Decidí enjugar mi ropa, bajo la ducha. El agua y el jabón eliminarían los rastros del delito. Esos mismos elementos eliminarían el montón de suciedad que se acumuló en mis muslos.

Al terminar, me sentía renovada.

 

Tras la cena, corrí a mi habitación. Abrí la laptop y navegué un rato. Tenía cierto miedo. Adrian no me penetró. Nadie lo había hecho. Esa tarde fue mi primer contacto con un pene real. Lo había tocado, había sentido su dureza, había palpado su cabeza blanda. Había sentido el calor de su líquido seminal y después el de su semen.

Pero también puse ese miembro entre mis muslos, corriendo entre mis labios vaginales, frotándolos. Pero sin llegar a penétrame. Yo era virgen, pero sabía que una vagina que mantiene su himen intacto tiene una o varias pequeñas perforaciones que la hacen capaz de eliminar el flujo menstrual. Y si algo podía salir, también algo podía entrar.

En aquella tarde, Adrian me llenó de sus jugos en mi hendidura. Desconocía si esos líquidos serían suficientes para entrar a través de mi himen y alcanzar la vagina. Según mis cálculos, en esos días estaría ovulando. Mi fertilidad estaba a todo lo que da. Si un montón de espermatozoides de Adrian alcanzaban mi interior, mi vida se iría al trasto.

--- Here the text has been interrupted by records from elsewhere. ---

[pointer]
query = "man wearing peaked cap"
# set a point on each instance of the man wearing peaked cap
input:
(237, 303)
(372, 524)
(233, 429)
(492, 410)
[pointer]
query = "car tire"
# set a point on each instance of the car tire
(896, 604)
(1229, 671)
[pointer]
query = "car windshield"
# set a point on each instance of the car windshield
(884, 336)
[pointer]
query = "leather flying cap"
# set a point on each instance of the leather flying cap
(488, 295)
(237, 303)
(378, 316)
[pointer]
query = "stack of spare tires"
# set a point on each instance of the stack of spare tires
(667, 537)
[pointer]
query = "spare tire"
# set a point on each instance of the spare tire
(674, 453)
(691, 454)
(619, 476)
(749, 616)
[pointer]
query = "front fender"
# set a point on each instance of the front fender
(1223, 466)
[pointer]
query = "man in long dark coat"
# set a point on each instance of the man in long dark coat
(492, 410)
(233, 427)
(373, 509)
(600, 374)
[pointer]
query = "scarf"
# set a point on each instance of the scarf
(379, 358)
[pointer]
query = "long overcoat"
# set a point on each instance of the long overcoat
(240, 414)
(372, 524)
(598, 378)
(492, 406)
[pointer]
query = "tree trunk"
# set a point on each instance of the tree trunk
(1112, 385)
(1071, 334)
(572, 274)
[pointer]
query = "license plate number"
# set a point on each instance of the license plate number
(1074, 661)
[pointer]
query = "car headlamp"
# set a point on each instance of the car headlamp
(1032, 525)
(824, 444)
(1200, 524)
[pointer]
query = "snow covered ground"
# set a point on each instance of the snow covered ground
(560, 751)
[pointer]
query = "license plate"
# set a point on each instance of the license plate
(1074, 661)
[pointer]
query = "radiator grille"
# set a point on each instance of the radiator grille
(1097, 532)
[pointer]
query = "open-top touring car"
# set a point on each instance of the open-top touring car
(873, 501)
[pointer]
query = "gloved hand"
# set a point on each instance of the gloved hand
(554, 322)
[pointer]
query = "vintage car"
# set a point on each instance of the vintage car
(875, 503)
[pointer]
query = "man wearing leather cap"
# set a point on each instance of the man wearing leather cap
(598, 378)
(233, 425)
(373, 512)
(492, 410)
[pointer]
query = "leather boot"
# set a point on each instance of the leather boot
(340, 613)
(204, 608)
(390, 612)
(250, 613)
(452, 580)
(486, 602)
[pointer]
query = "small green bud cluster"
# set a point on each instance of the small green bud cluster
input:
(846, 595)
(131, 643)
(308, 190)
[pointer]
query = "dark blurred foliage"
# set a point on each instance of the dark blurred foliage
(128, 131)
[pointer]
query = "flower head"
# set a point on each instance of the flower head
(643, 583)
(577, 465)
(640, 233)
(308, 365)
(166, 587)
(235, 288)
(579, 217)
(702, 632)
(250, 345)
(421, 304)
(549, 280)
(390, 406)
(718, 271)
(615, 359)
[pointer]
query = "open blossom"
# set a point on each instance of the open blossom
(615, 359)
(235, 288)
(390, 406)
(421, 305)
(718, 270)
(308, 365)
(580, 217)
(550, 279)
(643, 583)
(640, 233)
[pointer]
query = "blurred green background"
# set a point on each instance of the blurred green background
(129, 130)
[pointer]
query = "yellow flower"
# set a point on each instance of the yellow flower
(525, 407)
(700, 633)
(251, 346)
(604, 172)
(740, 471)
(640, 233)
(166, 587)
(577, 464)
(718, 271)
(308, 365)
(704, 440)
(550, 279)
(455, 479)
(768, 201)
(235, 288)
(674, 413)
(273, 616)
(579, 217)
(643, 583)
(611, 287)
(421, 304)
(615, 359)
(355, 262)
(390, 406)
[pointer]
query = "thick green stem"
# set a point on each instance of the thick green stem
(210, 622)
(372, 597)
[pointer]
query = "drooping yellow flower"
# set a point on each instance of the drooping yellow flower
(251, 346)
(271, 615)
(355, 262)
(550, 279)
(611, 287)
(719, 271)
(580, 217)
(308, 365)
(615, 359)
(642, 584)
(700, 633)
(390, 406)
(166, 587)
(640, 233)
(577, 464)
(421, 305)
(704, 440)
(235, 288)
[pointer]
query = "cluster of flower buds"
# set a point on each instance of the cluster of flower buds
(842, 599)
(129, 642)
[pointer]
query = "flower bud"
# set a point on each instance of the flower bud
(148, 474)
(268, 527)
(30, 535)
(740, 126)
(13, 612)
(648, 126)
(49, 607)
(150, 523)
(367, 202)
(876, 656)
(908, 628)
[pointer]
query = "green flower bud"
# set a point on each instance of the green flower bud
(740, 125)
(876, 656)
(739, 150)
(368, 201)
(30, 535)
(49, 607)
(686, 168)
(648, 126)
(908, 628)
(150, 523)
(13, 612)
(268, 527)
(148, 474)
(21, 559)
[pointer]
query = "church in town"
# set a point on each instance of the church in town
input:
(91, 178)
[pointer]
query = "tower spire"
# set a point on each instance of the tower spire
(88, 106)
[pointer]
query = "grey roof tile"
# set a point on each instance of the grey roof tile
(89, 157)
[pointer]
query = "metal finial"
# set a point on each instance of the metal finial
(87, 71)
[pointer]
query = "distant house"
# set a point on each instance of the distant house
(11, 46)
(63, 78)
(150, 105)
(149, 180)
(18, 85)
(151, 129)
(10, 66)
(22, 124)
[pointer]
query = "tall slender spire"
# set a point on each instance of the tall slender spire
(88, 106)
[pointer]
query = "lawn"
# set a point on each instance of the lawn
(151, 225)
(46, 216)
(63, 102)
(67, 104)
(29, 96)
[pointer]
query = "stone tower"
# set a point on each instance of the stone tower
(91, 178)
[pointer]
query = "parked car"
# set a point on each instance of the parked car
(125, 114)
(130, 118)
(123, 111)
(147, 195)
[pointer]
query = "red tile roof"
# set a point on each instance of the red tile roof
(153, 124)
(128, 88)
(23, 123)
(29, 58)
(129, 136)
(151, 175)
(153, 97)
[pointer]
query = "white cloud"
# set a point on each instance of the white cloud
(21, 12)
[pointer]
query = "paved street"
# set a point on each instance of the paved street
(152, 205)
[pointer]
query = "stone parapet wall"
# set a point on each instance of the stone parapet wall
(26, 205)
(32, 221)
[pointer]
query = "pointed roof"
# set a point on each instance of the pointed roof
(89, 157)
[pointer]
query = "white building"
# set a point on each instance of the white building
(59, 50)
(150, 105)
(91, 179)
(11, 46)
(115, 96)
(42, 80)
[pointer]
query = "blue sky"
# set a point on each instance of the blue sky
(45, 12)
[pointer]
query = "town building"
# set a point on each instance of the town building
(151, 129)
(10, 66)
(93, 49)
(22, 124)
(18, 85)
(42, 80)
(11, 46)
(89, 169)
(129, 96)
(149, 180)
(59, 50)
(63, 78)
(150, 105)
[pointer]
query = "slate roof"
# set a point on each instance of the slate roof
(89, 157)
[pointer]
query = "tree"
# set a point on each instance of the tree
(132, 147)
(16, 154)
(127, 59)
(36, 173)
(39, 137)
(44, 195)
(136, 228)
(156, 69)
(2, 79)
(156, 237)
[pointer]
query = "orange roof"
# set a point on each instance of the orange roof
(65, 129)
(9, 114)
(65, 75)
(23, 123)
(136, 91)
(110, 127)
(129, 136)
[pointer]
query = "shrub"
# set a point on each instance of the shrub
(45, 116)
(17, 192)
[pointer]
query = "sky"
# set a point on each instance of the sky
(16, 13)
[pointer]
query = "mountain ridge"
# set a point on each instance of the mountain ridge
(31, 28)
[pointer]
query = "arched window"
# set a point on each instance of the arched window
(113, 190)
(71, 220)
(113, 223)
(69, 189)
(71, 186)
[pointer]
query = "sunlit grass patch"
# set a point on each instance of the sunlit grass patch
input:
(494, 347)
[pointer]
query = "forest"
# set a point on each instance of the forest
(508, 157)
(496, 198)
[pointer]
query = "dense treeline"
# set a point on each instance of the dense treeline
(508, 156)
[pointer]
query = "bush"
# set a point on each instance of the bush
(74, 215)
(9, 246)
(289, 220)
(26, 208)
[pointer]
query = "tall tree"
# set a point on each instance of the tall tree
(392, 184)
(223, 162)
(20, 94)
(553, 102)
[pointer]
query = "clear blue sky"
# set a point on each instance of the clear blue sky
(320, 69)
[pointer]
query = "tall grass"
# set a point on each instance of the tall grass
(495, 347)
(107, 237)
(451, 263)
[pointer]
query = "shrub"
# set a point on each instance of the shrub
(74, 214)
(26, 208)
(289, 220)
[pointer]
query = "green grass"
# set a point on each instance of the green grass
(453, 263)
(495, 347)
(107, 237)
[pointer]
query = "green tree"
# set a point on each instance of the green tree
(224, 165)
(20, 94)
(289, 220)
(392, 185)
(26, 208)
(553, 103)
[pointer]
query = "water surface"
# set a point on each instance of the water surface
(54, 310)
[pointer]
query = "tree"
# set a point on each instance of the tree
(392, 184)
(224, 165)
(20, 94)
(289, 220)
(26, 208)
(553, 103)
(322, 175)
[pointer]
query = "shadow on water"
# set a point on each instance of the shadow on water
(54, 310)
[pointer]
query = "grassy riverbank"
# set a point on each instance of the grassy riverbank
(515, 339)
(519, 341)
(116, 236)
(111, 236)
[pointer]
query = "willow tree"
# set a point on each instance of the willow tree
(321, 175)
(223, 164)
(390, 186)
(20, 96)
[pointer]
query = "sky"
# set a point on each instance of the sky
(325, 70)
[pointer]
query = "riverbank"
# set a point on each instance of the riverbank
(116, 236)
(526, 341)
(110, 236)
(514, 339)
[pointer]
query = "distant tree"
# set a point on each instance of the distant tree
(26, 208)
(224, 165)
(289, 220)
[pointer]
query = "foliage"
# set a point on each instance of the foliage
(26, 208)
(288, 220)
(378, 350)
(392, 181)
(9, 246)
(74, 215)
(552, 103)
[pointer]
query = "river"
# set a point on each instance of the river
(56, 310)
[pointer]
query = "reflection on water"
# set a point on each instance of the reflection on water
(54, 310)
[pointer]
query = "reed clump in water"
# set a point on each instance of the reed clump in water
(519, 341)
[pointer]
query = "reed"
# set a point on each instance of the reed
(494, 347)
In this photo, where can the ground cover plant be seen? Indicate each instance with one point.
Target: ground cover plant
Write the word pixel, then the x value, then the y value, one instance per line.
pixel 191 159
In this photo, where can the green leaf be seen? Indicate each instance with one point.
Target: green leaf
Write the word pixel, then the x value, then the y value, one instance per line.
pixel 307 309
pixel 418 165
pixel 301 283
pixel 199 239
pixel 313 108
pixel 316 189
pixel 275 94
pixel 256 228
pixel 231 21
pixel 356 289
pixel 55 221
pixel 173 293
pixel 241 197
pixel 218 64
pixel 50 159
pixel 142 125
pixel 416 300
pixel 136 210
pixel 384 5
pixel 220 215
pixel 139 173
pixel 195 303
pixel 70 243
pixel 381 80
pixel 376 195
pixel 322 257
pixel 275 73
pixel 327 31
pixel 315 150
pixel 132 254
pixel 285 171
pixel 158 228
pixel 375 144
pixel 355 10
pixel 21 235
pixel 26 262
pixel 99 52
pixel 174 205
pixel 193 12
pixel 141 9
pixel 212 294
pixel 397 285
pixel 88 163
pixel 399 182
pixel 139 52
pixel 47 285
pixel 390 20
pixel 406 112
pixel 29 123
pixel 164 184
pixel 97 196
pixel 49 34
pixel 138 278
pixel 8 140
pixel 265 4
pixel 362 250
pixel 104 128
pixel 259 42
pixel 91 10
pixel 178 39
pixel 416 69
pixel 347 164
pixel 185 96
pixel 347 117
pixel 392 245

Al revisar las páginas, encontré que era una posibilidad. Un poco de líquido entre los labios podían posibilitar la fecundación. Nada decía de una virgen que pudiera embarazarse así, porque seguramente muchas jóvenes preferirían ser penetradas, recibiendo el semen y quedando fecundadas. Mi juego fue menos invasivo, pero igualmente sucio.

Encontré información sobre cómo evitar un embarazo. Condones, el dispositivo intrauterino, hormonas, ritmo. Todos con índices de fallas. Para mi caso, estaba la pastilla del día siguiente. Solo tenía que ir a la farmacia, pedir una pastilla y dormir más tranquila.

Sencillo.

El problema era que al día siguiente tenía tanta vergüenza y miedo que no pude pisar un pie en la farmacia. Sabía que tenía que hacerlo, pero no pude. No tendría cara para presentarme frente a la dependiente y solicitar aquel medicamento. Si uno pide un analgésico era porque podría tener un dolor de cabeza, de articulaciones, un resfriado, o un golpe en una rodilla. Cualquier cosa. Si una pide una pastilla del día siguiente, era porque con toda seguridad había tenido sexo. Y tan bueno que podía quedar embarazada y por eso solicitaba aquella «ayuda». No había otra explicación. Yo no me atrevía a ver a la vendedora y saber que en su cabeza ella pensaba con seguridad: «tan pequeña y tan sucia».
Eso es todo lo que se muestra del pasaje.